No. 2 Oregon (23-8, 13-5) vs. No. 10 Colorado (15-16, 7-11) — 7 p.m. MT
Colorado could not be facing a more different opponent than the Oregon State team that it just beat. The Beavers were a stifling defensive squad; Oregon has the Pac-12’s second-best offense. The Ducks will go as far as guard Joseph Young, the conference’s player of the year, takes them. He and Buffs guard Askia Booker are the two best heat-check players in the Pac-12. Booker got hot only for a moment against Oregon State, but it was enough. Those two can trade buckets all night, and Colorado will likely be unable to contain Young; no one has thus far, and he dropped 23 on the Buffs in their only matchup this season. But Oregon doesn’t have the size or skill to contend with Colorado’s frontcourt. The Buffs grabbed 20 offensive rebounds in that first game, and they lost largely because they failed to convert them into second-chance points. They couldn’t convert anything from anywhere; they shot 36 percent in that game. Colorado is out of that slump, though, and it is shooting over 50 percent in its last four games. Twenty-three might not be enough for Young this time.

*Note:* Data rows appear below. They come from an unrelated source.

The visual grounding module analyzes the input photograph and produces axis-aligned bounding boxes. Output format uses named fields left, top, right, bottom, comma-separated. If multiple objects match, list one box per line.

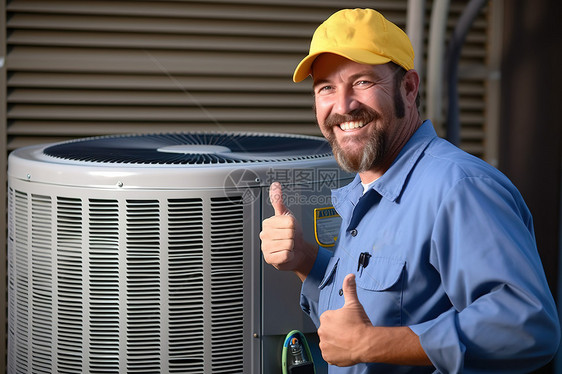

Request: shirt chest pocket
left=356, top=256, right=406, bottom=291
left=317, top=256, right=406, bottom=313
left=356, top=256, right=406, bottom=325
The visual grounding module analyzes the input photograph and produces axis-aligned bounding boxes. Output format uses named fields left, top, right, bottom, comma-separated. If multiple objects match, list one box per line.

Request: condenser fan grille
left=43, top=133, right=333, bottom=165
left=8, top=188, right=246, bottom=373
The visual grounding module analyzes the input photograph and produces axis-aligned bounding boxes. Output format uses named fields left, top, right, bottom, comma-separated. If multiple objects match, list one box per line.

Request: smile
left=339, top=121, right=366, bottom=131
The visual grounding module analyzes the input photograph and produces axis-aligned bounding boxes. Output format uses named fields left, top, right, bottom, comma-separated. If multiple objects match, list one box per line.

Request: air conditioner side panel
left=7, top=178, right=260, bottom=374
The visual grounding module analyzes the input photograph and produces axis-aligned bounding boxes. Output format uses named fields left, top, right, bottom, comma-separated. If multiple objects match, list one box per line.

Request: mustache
left=323, top=107, right=379, bottom=128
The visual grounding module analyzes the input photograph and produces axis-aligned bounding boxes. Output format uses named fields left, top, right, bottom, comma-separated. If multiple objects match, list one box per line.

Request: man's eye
left=316, top=85, right=333, bottom=94
left=356, top=80, right=373, bottom=87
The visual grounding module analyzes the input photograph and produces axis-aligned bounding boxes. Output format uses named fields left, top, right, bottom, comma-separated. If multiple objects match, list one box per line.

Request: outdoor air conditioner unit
left=7, top=132, right=351, bottom=374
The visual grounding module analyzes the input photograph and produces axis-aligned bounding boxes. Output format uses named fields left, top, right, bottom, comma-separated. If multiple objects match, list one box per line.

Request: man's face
left=312, top=54, right=404, bottom=173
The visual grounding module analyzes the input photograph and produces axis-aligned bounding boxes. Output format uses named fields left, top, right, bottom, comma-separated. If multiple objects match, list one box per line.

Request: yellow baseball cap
left=293, top=8, right=415, bottom=82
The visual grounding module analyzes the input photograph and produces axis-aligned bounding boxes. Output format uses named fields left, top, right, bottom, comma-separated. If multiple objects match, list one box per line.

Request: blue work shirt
left=301, top=121, right=560, bottom=373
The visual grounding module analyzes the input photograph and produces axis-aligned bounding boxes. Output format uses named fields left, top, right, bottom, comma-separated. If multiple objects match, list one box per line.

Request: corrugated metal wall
left=5, top=0, right=406, bottom=149
left=3, top=0, right=493, bottom=151
left=0, top=0, right=498, bottom=371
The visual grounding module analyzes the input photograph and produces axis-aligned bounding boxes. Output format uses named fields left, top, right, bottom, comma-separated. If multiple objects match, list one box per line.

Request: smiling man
left=260, top=8, right=560, bottom=373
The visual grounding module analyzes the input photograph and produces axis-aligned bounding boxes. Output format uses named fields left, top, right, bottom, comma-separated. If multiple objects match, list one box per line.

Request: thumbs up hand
left=318, top=273, right=373, bottom=367
left=259, top=182, right=317, bottom=281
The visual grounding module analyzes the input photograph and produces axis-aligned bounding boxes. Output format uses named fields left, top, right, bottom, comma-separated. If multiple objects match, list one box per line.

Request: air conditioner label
left=314, top=207, right=341, bottom=248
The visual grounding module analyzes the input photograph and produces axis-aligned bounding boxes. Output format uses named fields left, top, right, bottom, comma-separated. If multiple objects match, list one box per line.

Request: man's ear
left=402, top=69, right=420, bottom=106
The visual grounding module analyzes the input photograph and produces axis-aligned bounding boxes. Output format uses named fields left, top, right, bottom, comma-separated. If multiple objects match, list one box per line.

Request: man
left=260, top=8, right=560, bottom=373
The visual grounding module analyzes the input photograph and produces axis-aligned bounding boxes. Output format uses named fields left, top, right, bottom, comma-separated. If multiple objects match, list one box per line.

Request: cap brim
left=293, top=52, right=322, bottom=83
left=292, top=49, right=392, bottom=83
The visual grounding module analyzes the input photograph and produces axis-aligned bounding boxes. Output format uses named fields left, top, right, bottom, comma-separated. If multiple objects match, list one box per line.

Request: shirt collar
left=333, top=120, right=437, bottom=211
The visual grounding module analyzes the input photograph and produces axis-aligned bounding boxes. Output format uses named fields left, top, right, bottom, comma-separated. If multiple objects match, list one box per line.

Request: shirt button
left=338, top=288, right=344, bottom=296
left=350, top=229, right=358, bottom=237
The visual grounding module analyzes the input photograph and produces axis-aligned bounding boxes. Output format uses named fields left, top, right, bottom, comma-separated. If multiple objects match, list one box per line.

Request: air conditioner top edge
left=8, top=153, right=347, bottom=190
left=8, top=132, right=352, bottom=189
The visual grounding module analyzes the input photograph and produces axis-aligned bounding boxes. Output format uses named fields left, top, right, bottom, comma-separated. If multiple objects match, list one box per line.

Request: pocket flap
left=357, top=257, right=405, bottom=291
left=319, top=256, right=339, bottom=289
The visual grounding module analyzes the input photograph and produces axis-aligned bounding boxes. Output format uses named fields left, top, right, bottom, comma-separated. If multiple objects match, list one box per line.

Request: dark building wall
left=500, top=1, right=562, bottom=372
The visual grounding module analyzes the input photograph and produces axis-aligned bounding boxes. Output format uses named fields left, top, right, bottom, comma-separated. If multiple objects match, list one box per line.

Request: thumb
left=269, top=182, right=290, bottom=216
left=342, top=273, right=360, bottom=306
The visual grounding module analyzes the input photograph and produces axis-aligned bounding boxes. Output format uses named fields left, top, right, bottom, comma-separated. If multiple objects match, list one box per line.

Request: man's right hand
left=259, top=182, right=317, bottom=281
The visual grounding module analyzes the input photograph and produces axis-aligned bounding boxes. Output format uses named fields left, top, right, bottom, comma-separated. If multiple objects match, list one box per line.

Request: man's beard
left=331, top=131, right=385, bottom=173
left=322, top=107, right=386, bottom=173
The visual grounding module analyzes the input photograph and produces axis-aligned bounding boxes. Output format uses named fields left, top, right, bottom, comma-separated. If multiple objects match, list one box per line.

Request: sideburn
left=393, top=72, right=406, bottom=119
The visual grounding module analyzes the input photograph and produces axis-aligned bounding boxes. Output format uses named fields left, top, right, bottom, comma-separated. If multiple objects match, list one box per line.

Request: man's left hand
left=318, top=273, right=372, bottom=366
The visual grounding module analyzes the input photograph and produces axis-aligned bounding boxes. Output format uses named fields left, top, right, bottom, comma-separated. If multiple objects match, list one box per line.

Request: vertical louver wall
left=209, top=196, right=245, bottom=373
left=167, top=198, right=204, bottom=373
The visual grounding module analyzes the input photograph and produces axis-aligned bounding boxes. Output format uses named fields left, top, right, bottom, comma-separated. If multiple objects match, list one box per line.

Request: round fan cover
left=43, top=133, right=333, bottom=165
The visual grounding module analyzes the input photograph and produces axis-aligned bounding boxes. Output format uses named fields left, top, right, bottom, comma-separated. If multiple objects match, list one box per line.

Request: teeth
left=339, top=121, right=365, bottom=131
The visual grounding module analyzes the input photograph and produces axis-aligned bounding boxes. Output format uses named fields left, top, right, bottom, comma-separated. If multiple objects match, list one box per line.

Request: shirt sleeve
left=299, top=246, right=332, bottom=327
left=409, top=176, right=560, bottom=373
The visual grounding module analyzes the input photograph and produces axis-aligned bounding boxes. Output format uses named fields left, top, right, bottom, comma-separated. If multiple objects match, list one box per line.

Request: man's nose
left=333, top=88, right=360, bottom=114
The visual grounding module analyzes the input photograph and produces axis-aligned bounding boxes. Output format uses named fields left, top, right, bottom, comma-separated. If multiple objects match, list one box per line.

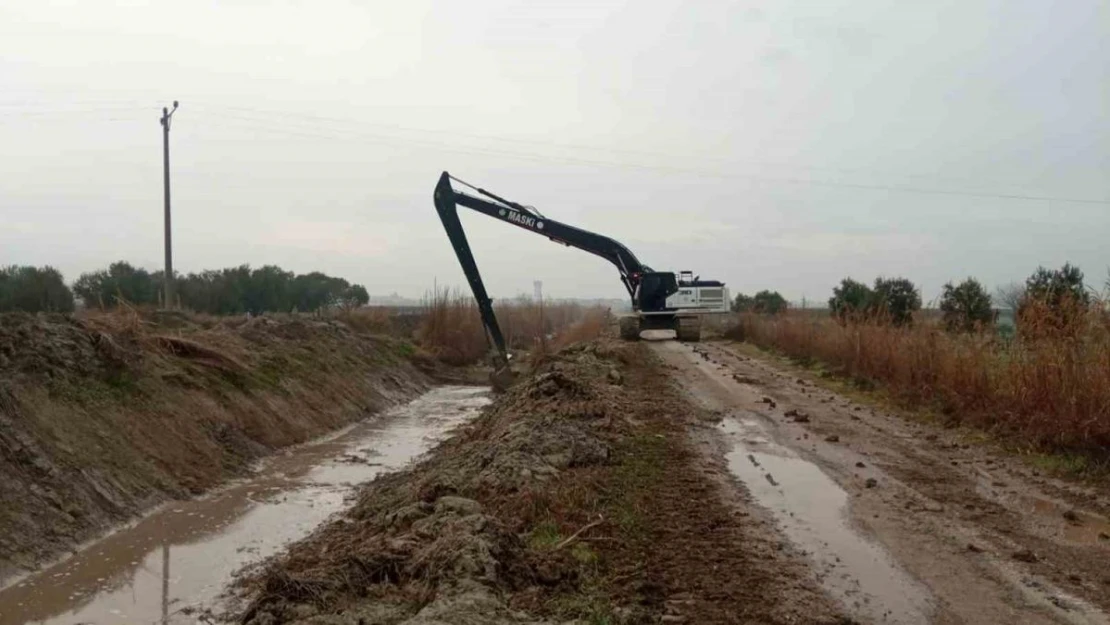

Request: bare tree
left=994, top=282, right=1025, bottom=311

No. 3 Utah (23-7, 13-5) vs. No. 6 Stanford (20-12, 9-9) — 9:30 p.m. MT
This game features the most exciting individual matchup of the second round — Utah guard Delon Wright against Stanford guard Chasson Randle. Wright should have been the Pac-12’s player of the year; he is as complete a guard as there is in the country. Randle is a pure scorer, a volume shooter who, though inefficient at times, doesn’t need to shoot well to produce points. Wright is an excellent defender, but he and Utah’s bigs must avoid fouling Randle. He shoots nearly 90 percent from the free-throw line and he gets there six times per game. Wright hounded him into a 2-of-11 performance in their lone contest this season, and the Cardinal don’t have the shot-creators elsewhere on their roster to pick up the slack when Randle’s shot isn’t falling and he isn’t getting to the line. Stanford got big games from Stefan Nastic and Anthony Brown in its win over Washington, but it was still Randle who beat the Huskies at the buzzer. How close the Cardinal stay with Utah depends on how well Randle scores. It’s that simple.